Quel est le principe technique derrière le système de batterie amovible ?

Le système de batterie amovible est une réponse pragmatique aux contraintes de densité énergétique et de dissipation thermique. Plutôt que d'augmenter la taille d'une seule batterie, ce qui ajouterait poids et chaleur, Quark permet à l'utilisateur de remplacer rapidement une batterie déchargée. C'est un compromis mécanique qui privilégie l'autonomie continue et l'expérience utilisateur au détriment de la simplicité d'une batterie intégrée scellée.

Quelles sont les principales différences techniques entre les modèles S1 et G1 ?

Le modèle S1 est techniquement plus avancé, intégrant un écran micro-OLED transparent, un système d'affichage double optique avec ajustement de la distance pour le confort visuel, et le double processeur.
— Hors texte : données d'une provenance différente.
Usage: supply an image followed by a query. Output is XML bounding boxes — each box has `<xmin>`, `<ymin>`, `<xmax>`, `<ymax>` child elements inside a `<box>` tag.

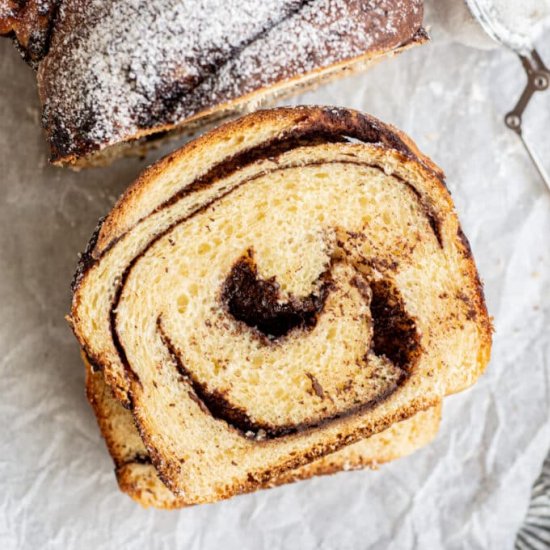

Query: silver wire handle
<box><xmin>504</xmin><ymin>49</ymin><xmax>550</xmax><ymax>191</ymax></box>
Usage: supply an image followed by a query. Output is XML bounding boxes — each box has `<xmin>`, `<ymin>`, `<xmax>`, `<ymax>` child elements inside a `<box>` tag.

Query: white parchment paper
<box><xmin>0</xmin><ymin>4</ymin><xmax>550</xmax><ymax>550</ymax></box>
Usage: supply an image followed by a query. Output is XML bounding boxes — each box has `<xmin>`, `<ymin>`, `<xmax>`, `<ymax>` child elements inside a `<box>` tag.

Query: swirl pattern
<box><xmin>71</xmin><ymin>108</ymin><xmax>491</xmax><ymax>503</ymax></box>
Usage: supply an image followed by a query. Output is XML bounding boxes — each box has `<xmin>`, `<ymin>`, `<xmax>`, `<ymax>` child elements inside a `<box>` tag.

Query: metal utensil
<box><xmin>465</xmin><ymin>0</ymin><xmax>550</xmax><ymax>191</ymax></box>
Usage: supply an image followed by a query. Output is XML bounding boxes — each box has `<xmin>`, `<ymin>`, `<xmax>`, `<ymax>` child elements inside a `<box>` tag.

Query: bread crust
<box><xmin>0</xmin><ymin>0</ymin><xmax>427</xmax><ymax>167</ymax></box>
<box><xmin>71</xmin><ymin>107</ymin><xmax>492</xmax><ymax>502</ymax></box>
<box><xmin>82</xmin><ymin>354</ymin><xmax>441</xmax><ymax>510</ymax></box>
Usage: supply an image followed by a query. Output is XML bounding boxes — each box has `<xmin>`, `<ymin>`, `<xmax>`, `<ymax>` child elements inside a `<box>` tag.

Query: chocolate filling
<box><xmin>370</xmin><ymin>279</ymin><xmax>421</xmax><ymax>370</ymax></box>
<box><xmin>157</xmin><ymin>317</ymin><xmax>410</xmax><ymax>441</ymax></box>
<box><xmin>80</xmin><ymin>110</ymin><xmax>442</xmax><ymax>438</ymax></box>
<box><xmin>222</xmin><ymin>251</ymin><xmax>330</xmax><ymax>340</ymax></box>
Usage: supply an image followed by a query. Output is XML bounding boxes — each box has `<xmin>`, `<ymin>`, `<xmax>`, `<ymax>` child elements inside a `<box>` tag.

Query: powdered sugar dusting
<box><xmin>39</xmin><ymin>0</ymin><xmax>422</xmax><ymax>161</ymax></box>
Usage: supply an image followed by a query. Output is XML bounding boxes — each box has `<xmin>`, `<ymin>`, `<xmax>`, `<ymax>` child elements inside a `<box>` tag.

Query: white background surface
<box><xmin>0</xmin><ymin>2</ymin><xmax>550</xmax><ymax>550</ymax></box>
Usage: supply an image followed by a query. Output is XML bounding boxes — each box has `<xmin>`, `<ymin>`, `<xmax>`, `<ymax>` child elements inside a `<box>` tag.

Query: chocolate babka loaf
<box><xmin>70</xmin><ymin>107</ymin><xmax>491</xmax><ymax>504</ymax></box>
<box><xmin>84</xmin><ymin>357</ymin><xmax>441</xmax><ymax>509</ymax></box>
<box><xmin>0</xmin><ymin>0</ymin><xmax>426</xmax><ymax>166</ymax></box>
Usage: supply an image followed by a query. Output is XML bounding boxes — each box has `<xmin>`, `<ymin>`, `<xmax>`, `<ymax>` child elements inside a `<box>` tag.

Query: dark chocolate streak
<box><xmin>109</xmin><ymin>160</ymin><xmax>439</xmax><ymax>410</ymax></box>
<box><xmin>221</xmin><ymin>250</ymin><xmax>331</xmax><ymax>340</ymax></box>
<box><xmin>157</xmin><ymin>317</ymin><xmax>408</xmax><ymax>440</ymax></box>
<box><xmin>135</xmin><ymin>0</ymin><xmax>313</xmax><ymax>128</ymax></box>
<box><xmin>73</xmin><ymin>108</ymin><xmax>444</xmax><ymax>436</ymax></box>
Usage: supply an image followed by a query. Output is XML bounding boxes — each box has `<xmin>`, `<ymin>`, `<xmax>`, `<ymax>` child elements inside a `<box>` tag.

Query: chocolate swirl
<box><xmin>71</xmin><ymin>108</ymin><xmax>489</xmax><ymax>500</ymax></box>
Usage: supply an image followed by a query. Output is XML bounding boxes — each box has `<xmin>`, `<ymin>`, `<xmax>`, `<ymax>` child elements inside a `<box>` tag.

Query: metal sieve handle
<box><xmin>504</xmin><ymin>49</ymin><xmax>550</xmax><ymax>191</ymax></box>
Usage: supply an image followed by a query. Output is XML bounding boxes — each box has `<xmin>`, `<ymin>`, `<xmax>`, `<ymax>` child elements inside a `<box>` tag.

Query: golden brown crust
<box><xmin>82</xmin><ymin>354</ymin><xmax>441</xmax><ymax>509</ymax></box>
<box><xmin>72</xmin><ymin>107</ymin><xmax>491</xmax><ymax>502</ymax></box>
<box><xmin>50</xmin><ymin>28</ymin><xmax>435</xmax><ymax>168</ymax></box>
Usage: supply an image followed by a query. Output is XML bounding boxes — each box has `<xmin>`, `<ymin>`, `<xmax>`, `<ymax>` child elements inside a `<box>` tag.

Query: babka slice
<box><xmin>70</xmin><ymin>107</ymin><xmax>492</xmax><ymax>503</ymax></box>
<box><xmin>84</xmin><ymin>358</ymin><xmax>441</xmax><ymax>509</ymax></box>
<box><xmin>0</xmin><ymin>0</ymin><xmax>427</xmax><ymax>166</ymax></box>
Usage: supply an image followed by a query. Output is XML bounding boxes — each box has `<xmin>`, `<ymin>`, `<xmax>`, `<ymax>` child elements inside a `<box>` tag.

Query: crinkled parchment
<box><xmin>0</xmin><ymin>2</ymin><xmax>550</xmax><ymax>550</ymax></box>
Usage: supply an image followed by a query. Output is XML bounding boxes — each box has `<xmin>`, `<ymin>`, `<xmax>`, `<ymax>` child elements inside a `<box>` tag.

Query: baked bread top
<box><xmin>0</xmin><ymin>0</ymin><xmax>426</xmax><ymax>165</ymax></box>
<box><xmin>71</xmin><ymin>107</ymin><xmax>491</xmax><ymax>502</ymax></box>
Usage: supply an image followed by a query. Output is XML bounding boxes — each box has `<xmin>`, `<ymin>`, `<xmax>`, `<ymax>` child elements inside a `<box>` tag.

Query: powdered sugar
<box><xmin>468</xmin><ymin>0</ymin><xmax>550</xmax><ymax>52</ymax></box>
<box><xmin>39</xmin><ymin>0</ymin><xmax>422</xmax><ymax>162</ymax></box>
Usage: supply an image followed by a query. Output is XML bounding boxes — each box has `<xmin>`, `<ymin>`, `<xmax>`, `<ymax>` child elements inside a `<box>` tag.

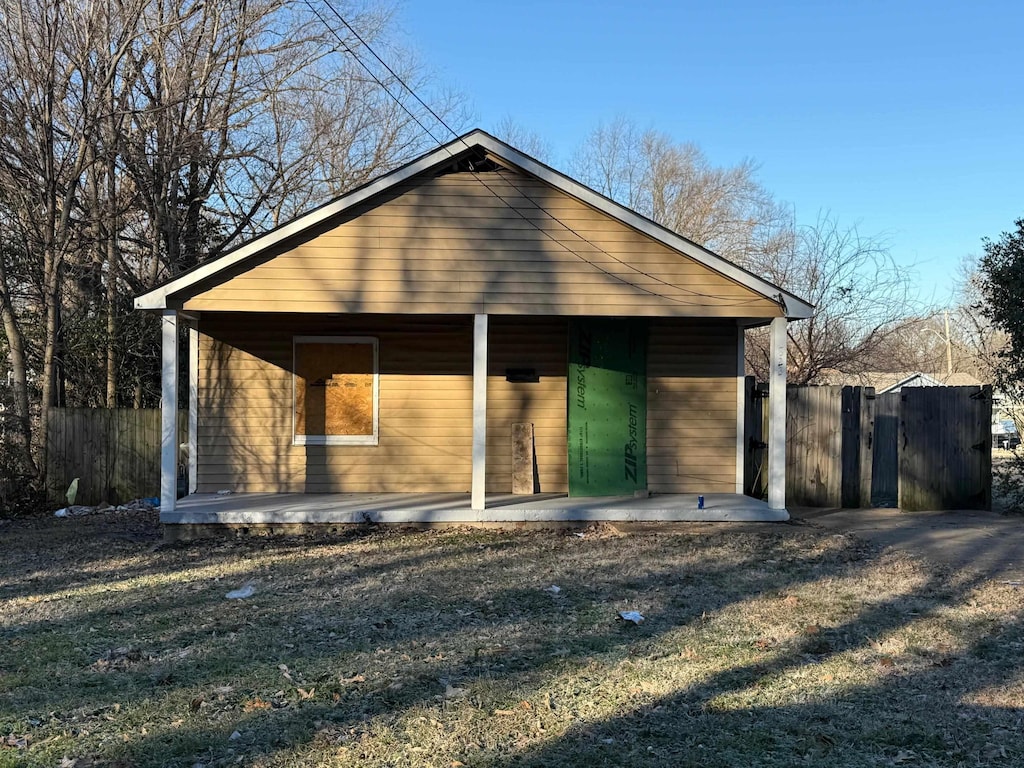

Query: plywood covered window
<box><xmin>293</xmin><ymin>336</ymin><xmax>379</xmax><ymax>445</ymax></box>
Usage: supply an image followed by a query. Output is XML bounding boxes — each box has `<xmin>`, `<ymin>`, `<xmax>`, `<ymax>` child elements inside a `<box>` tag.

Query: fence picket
<box><xmin>46</xmin><ymin>408</ymin><xmax>188</xmax><ymax>505</ymax></box>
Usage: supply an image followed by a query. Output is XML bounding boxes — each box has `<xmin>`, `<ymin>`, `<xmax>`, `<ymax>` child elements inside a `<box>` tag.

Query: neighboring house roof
<box><xmin>135</xmin><ymin>130</ymin><xmax>813</xmax><ymax>319</ymax></box>
<box><xmin>821</xmin><ymin>369</ymin><xmax>982</xmax><ymax>394</ymax></box>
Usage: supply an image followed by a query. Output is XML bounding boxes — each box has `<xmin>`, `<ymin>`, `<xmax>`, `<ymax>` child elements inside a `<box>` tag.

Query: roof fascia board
<box><xmin>135</xmin><ymin>144</ymin><xmax>471</xmax><ymax>309</ymax></box>
<box><xmin>466</xmin><ymin>131</ymin><xmax>814</xmax><ymax>319</ymax></box>
<box><xmin>135</xmin><ymin>129</ymin><xmax>814</xmax><ymax>319</ymax></box>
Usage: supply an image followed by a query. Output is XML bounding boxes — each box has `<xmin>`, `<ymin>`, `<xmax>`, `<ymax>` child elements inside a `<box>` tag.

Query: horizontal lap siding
<box><xmin>199</xmin><ymin>314</ymin><xmax>472</xmax><ymax>493</ymax></box>
<box><xmin>486</xmin><ymin>316</ymin><xmax>568</xmax><ymax>494</ymax></box>
<box><xmin>647</xmin><ymin>319</ymin><xmax>737</xmax><ymax>494</ymax></box>
<box><xmin>184</xmin><ymin>172</ymin><xmax>778</xmax><ymax>316</ymax></box>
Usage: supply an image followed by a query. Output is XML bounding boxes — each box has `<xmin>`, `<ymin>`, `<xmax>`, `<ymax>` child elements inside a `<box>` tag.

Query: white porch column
<box><xmin>736</xmin><ymin>326</ymin><xmax>746</xmax><ymax>495</ymax></box>
<box><xmin>472</xmin><ymin>314</ymin><xmax>487</xmax><ymax>510</ymax></box>
<box><xmin>768</xmin><ymin>317</ymin><xmax>786</xmax><ymax>510</ymax></box>
<box><xmin>160</xmin><ymin>309</ymin><xmax>178</xmax><ymax>515</ymax></box>
<box><xmin>188</xmin><ymin>319</ymin><xmax>199</xmax><ymax>494</ymax></box>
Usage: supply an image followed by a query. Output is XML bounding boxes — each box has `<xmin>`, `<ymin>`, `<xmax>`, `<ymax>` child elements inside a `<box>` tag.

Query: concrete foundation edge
<box><xmin>160</xmin><ymin>507</ymin><xmax>790</xmax><ymax>525</ymax></box>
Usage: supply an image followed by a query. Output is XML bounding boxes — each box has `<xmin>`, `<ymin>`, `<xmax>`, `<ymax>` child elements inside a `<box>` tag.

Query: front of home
<box><xmin>136</xmin><ymin>131</ymin><xmax>811</xmax><ymax>522</ymax></box>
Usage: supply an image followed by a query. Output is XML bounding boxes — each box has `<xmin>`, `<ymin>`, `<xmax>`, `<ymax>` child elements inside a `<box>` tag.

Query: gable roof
<box><xmin>135</xmin><ymin>130</ymin><xmax>813</xmax><ymax>319</ymax></box>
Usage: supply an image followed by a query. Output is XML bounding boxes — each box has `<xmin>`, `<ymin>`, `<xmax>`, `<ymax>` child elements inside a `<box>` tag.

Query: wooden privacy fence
<box><xmin>46</xmin><ymin>408</ymin><xmax>188</xmax><ymax>505</ymax></box>
<box><xmin>745</xmin><ymin>377</ymin><xmax>992</xmax><ymax>510</ymax></box>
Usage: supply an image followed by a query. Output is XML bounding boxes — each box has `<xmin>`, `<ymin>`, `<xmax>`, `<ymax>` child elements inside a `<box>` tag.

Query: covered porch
<box><xmin>160</xmin><ymin>494</ymin><xmax>788</xmax><ymax>526</ymax></box>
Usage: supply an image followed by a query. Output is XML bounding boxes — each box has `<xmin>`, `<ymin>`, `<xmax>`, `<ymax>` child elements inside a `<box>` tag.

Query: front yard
<box><xmin>0</xmin><ymin>514</ymin><xmax>1024</xmax><ymax>768</ymax></box>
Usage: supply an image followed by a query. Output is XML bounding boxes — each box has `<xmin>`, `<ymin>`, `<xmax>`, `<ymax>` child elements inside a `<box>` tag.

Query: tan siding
<box><xmin>647</xmin><ymin>319</ymin><xmax>737</xmax><ymax>494</ymax></box>
<box><xmin>486</xmin><ymin>316</ymin><xmax>568</xmax><ymax>494</ymax></box>
<box><xmin>184</xmin><ymin>171</ymin><xmax>779</xmax><ymax>317</ymax></box>
<box><xmin>199</xmin><ymin>313</ymin><xmax>472</xmax><ymax>493</ymax></box>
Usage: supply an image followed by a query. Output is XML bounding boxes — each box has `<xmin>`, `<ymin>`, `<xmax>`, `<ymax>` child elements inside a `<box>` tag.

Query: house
<box><xmin>821</xmin><ymin>369</ymin><xmax>982</xmax><ymax>395</ymax></box>
<box><xmin>135</xmin><ymin>131</ymin><xmax>812</xmax><ymax>524</ymax></box>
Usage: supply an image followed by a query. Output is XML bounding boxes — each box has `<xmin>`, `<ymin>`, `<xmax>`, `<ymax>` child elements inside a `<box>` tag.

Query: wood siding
<box><xmin>199</xmin><ymin>313</ymin><xmax>473</xmax><ymax>493</ymax></box>
<box><xmin>647</xmin><ymin>319</ymin><xmax>738</xmax><ymax>494</ymax></box>
<box><xmin>486</xmin><ymin>316</ymin><xmax>568</xmax><ymax>494</ymax></box>
<box><xmin>199</xmin><ymin>313</ymin><xmax>736</xmax><ymax>493</ymax></box>
<box><xmin>183</xmin><ymin>171</ymin><xmax>779</xmax><ymax>317</ymax></box>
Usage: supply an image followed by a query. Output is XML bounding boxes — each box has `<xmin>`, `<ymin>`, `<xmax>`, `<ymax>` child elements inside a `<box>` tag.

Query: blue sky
<box><xmin>398</xmin><ymin>0</ymin><xmax>1024</xmax><ymax>304</ymax></box>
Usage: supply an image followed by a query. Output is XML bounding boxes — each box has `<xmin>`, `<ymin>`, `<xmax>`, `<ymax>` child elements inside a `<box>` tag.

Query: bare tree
<box><xmin>570</xmin><ymin>118</ymin><xmax>793</xmax><ymax>264</ymax></box>
<box><xmin>493</xmin><ymin>115</ymin><xmax>552</xmax><ymax>163</ymax></box>
<box><xmin>748</xmin><ymin>215</ymin><xmax>915</xmax><ymax>384</ymax></box>
<box><xmin>0</xmin><ymin>0</ymin><xmax>462</xmax><ymax>493</ymax></box>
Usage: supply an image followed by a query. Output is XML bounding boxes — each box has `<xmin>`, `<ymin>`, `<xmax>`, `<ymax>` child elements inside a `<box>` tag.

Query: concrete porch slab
<box><xmin>160</xmin><ymin>494</ymin><xmax>790</xmax><ymax>525</ymax></box>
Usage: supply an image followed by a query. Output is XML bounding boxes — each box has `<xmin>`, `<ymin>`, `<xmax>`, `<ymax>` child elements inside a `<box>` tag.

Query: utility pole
<box><xmin>944</xmin><ymin>309</ymin><xmax>953</xmax><ymax>376</ymax></box>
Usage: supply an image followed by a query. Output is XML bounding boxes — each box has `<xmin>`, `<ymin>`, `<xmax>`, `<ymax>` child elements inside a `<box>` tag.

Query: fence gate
<box><xmin>899</xmin><ymin>385</ymin><xmax>992</xmax><ymax>511</ymax></box>
<box><xmin>871</xmin><ymin>392</ymin><xmax>900</xmax><ymax>507</ymax></box>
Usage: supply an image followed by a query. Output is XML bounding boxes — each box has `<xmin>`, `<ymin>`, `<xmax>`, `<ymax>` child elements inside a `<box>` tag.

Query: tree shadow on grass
<box><xmin>0</xmin><ymin>530</ymin><xmax>1019</xmax><ymax>766</ymax></box>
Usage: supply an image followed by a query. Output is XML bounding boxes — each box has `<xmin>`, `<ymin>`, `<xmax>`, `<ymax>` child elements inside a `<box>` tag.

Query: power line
<box><xmin>303</xmin><ymin>0</ymin><xmax>761</xmax><ymax>313</ymax></box>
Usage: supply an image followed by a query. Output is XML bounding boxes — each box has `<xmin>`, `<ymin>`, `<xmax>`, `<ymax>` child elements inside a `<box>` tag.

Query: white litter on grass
<box><xmin>224</xmin><ymin>584</ymin><xmax>256</xmax><ymax>600</ymax></box>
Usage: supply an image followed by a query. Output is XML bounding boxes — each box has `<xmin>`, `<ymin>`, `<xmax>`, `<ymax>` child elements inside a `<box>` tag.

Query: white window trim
<box><xmin>292</xmin><ymin>336</ymin><xmax>380</xmax><ymax>445</ymax></box>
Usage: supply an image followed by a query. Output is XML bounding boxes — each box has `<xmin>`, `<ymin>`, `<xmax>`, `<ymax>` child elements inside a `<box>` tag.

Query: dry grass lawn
<box><xmin>0</xmin><ymin>515</ymin><xmax>1024</xmax><ymax>768</ymax></box>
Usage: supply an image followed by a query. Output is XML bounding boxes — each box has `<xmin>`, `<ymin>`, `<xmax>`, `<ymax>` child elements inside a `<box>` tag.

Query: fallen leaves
<box><xmin>242</xmin><ymin>696</ymin><xmax>273</xmax><ymax>713</ymax></box>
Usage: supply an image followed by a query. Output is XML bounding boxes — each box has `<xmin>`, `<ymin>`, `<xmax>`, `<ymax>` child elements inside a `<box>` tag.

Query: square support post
<box><xmin>188</xmin><ymin>319</ymin><xmax>199</xmax><ymax>494</ymax></box>
<box><xmin>471</xmin><ymin>314</ymin><xmax>487</xmax><ymax>510</ymax></box>
<box><xmin>160</xmin><ymin>309</ymin><xmax>178</xmax><ymax>516</ymax></box>
<box><xmin>768</xmin><ymin>317</ymin><xmax>786</xmax><ymax>510</ymax></box>
<box><xmin>736</xmin><ymin>326</ymin><xmax>746</xmax><ymax>496</ymax></box>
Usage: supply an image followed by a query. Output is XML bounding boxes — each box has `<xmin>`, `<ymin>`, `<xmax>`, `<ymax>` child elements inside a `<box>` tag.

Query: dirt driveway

Le modèle G1 est une version simplifiée, dépourvue d'écran, qui se concentre sur les fonctions audio et de capture photo. Ce compromis permet de réduire le poids, la consommation énergétique et le coût de la G1.

Comment les Quark AI Glasses se comparent-elles techniquement à la concurrence comme les Meta Ray-Ban ?

Les Quark AI Glasses se différencient techniquement par leur algorithme SuperRaw, une avancée significative pour l'imagerie en faible lumière, et leur système de batterie amovible qui aborde différemment le problème de l'autonomie. Les Meta Ray-Ban, de leur côté, bénéficient d'une intégration plus profonde avec l'écosystème social de Meta. Le choix de Quark de se concentrer sur des innovations matérielles et logicielles spécifiques comme le traitement d'image et l'autonomie continue positionne le produit comme une alternative axée sur les capacités intrinsèques de l'appareil.